Hailey Thome shared on the Snohomish County Crime Page online the story of an early Christmas gift that has warmed the hearts of many this Thanksgiving, receiving 4,000 likes in a few days.
“Because this world needs a little more love and hope I want to share something that happened to me today,” Thome starts off her post.
She explains that her car had been shaking badly so she took it to Firestone.
She said in a phone interview Nov. 23 that when she drove slower than 40 miles per hour or faster than 62 mph the car would “shake and wobble super bad. I would just pray.”
On her post, she wrote, “You can imagine the mess and crawling around. Nonetheless everyone was super polite, understanding and honestly made friends with them” at Firestone.
Then she got the bad news. She needed four new tires. Two were bald, and one had steel cord showing.
Thome was surprised because she just had a wheel alignment in August.
When told it would cost her $450, she thought, “How the hell am I going to pay for this?”
“I said I can probably do two today, but the other (two) will have to wait because I’m a single mom and frankly broke,” she wrote.
Manager Jerry McArthur and the employees “said they didn’t want me driving with the babies with those tires so they would take care of the other two.”
“That enough made me cry,” she wrote.
McArthur said Nov. 23 that Thome’s predicament was “gut wrenching.”

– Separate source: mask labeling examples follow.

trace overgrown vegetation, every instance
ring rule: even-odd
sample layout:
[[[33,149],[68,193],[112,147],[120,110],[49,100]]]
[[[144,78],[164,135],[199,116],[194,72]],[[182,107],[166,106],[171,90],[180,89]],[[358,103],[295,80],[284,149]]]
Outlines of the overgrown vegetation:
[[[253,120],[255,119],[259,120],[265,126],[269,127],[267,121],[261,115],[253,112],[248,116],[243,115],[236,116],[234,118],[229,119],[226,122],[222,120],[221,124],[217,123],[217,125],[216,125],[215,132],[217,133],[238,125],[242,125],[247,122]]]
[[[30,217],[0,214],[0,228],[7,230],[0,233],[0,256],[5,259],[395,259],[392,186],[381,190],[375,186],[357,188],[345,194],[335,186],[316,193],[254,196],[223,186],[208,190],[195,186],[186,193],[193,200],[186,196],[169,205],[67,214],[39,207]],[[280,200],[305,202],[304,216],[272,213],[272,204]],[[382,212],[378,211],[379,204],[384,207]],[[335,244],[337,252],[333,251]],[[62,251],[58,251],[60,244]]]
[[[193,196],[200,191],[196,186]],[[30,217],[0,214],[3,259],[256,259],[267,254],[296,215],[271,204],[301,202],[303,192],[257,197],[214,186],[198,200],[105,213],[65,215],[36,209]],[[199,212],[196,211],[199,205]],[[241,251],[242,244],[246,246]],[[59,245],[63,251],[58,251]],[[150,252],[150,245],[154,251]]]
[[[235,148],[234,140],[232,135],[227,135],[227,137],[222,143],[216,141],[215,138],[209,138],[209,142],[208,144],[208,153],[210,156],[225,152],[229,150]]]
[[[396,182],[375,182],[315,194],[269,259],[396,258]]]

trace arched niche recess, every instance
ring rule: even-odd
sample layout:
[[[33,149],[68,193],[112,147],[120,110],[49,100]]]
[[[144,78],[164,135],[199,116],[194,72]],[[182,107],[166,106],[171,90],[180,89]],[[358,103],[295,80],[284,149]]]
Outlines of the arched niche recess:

“I have two kids myself,” and I wanted to do what I would want someone else to do if my wife needed help, he said.
He said the tires were unsafe.
“I could tell she was having a rough time,” he said. “You can tell when a person is legit when their face is stressed out.”
Thom wrote as she was waiting and chasing after her girls that she was called up to the counter.
“You owe me nothing,” she repeated what McArthur said to her.
She said she was shocked when told they would give her two tires, but it was a godsend to get all four.
“I was tearing up,” she said. “Stuff like that doesn’t happen to me.”
Thome said she drives about 100 miles a day, as she lives in Warm Beach, but owns a coffee shop 45 minutes away.
She started the business in June so she could take her girls to work with her. “Day care is so expensive,” she said.
She works six days a week, hiring two employees to help at night.
She said she is forever grateful for McArthur’s random act of kindness.
“There are good people out there. Have faith, and they might just come your way,” Thome wrote.
McArthur said this isn’t the only time the store has done a good deed. He said it works with local churches to help people.
“We’re a community store,” he said. “We give back a little at a time to make sure people are safe on the road.”